Para surpresa dos pedestres, parei na calçada para amarrar as duas partes da blusa de uma desconhecida. Tentei dar o melhor nó possível. Com uma jaquetinha jeans, ela cobriu o estrago. Depois agradeceu por eu ter aparecido na hora certa, no lugar certo. A flor não saíra da minha mão direita.
Três quadras depois, ela escapou, levada por uma ventania. Na tentativa de recuperá-la, cruzei a frente de cinco policiais. Com passos sincronizados e olhos bem abertos, eles registraram o único sinal aparente de desordem civil. A mulher que corria atrás da flor de papel crepom. Renderia uma foto de primeira página, mas acho que ninguém viu.
Voltei para casa com uma supersafra de gentilezas. Nunca ouvi, numa única manhã, tanta gente me desejando bom dia, tanto motorista me dando passagem, tanta conversa, tanto olho no olho, tanto sorriso. O tênis, a roupa, o percurso eram os mesmos. O que mudou foi o abraço e a flor.

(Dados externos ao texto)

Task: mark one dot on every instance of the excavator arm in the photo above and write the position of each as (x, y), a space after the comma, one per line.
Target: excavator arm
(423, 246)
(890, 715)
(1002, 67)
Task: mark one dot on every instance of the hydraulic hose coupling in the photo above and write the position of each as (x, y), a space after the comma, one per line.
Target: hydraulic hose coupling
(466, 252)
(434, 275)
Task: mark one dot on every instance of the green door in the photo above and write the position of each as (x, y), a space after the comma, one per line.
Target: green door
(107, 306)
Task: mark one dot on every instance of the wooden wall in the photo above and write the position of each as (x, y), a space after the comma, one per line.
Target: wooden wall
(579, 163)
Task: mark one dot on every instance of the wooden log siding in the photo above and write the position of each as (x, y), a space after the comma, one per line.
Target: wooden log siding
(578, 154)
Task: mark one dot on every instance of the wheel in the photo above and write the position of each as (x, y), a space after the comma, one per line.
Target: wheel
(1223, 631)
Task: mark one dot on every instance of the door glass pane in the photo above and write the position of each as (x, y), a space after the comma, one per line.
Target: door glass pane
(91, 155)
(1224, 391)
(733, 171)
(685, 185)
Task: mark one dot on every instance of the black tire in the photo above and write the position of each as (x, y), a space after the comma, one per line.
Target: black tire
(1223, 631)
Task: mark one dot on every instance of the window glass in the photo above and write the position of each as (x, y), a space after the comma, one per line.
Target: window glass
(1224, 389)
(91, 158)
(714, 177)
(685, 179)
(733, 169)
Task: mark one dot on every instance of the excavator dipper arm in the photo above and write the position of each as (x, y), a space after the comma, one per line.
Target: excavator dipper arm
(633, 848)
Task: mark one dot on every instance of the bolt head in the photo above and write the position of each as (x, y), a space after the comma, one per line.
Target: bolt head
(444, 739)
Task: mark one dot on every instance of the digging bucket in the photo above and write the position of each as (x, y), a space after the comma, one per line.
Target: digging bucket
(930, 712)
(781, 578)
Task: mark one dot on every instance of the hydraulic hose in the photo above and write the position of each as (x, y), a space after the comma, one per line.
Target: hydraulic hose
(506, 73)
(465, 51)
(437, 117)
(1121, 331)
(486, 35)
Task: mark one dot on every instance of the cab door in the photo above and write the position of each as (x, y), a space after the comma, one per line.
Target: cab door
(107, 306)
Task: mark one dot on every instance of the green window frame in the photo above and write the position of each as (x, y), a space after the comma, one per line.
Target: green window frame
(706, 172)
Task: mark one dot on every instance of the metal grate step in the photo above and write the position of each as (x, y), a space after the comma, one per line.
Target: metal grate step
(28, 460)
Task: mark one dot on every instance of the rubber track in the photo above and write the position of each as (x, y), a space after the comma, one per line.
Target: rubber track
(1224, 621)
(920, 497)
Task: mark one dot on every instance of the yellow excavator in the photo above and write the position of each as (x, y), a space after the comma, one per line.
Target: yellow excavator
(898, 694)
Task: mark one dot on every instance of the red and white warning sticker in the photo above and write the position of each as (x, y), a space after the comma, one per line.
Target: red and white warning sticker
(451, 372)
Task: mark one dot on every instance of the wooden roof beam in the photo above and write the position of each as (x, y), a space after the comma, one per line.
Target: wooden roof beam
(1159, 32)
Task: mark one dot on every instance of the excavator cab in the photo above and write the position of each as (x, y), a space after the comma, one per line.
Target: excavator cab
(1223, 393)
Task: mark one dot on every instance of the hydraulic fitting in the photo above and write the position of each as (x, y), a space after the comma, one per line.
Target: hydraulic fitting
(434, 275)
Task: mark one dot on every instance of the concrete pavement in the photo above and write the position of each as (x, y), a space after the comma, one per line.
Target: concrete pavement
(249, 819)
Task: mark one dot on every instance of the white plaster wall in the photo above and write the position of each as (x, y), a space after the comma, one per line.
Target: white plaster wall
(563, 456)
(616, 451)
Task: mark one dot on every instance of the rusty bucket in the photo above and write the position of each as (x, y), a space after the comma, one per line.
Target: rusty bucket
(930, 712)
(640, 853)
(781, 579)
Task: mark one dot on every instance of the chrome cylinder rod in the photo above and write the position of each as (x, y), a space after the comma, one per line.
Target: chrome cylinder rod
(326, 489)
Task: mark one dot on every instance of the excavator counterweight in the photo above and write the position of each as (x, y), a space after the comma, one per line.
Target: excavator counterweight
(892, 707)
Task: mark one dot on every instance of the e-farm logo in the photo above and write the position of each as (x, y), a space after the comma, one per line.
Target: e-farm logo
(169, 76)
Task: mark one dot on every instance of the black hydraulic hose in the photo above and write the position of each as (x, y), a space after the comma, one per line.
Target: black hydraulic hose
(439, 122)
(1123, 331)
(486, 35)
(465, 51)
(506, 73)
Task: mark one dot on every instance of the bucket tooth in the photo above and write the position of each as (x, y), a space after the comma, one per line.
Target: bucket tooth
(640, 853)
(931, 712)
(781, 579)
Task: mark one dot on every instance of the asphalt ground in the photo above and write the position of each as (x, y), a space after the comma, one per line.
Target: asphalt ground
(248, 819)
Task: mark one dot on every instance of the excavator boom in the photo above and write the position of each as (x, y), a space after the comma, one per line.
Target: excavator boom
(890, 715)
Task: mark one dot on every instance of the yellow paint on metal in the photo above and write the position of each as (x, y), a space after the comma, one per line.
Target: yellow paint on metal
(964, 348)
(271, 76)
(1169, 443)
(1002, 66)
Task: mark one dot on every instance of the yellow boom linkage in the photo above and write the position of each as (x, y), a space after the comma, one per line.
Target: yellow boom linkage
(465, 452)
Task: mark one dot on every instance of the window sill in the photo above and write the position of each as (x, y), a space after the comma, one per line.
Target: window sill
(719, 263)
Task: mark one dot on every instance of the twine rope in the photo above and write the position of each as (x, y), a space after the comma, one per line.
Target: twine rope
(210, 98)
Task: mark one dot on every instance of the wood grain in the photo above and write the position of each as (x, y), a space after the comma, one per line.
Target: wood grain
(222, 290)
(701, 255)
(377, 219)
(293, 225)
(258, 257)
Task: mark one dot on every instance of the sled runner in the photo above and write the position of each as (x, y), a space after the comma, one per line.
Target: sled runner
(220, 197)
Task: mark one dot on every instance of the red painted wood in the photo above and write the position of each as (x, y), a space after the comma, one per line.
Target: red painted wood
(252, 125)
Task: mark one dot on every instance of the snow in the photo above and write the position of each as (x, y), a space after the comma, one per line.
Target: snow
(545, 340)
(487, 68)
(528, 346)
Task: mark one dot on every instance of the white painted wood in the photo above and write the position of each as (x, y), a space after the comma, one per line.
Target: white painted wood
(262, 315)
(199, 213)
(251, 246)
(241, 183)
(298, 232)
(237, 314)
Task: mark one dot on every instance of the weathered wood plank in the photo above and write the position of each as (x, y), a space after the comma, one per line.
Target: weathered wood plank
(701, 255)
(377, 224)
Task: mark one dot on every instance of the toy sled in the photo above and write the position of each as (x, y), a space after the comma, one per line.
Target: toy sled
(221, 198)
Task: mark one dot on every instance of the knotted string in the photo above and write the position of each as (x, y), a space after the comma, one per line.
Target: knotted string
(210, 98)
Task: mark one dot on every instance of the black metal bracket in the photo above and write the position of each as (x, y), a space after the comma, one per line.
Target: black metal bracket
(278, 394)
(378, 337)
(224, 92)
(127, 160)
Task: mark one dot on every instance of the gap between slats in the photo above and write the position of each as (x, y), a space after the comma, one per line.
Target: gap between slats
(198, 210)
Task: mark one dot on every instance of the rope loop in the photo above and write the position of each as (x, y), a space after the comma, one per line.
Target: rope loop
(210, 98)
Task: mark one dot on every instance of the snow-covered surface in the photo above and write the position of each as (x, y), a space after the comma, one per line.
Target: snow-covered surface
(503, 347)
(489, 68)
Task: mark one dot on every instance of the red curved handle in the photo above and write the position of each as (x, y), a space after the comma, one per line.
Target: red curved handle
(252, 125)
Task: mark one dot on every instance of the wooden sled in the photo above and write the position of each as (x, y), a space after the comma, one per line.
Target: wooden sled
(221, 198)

Só um pedestre não viu nada. Bateu o portão de um prédio com fones enterrados no ouvido, óculos bem escuros, mochila estufada, ombros curvados para frente – aquele visual e aquele comportamento que são a marca do nosso tempo. Não do meu tempo, mas o de muita gente. Quase me atropelou, mas não notou minha presença. Muito menos a da flor.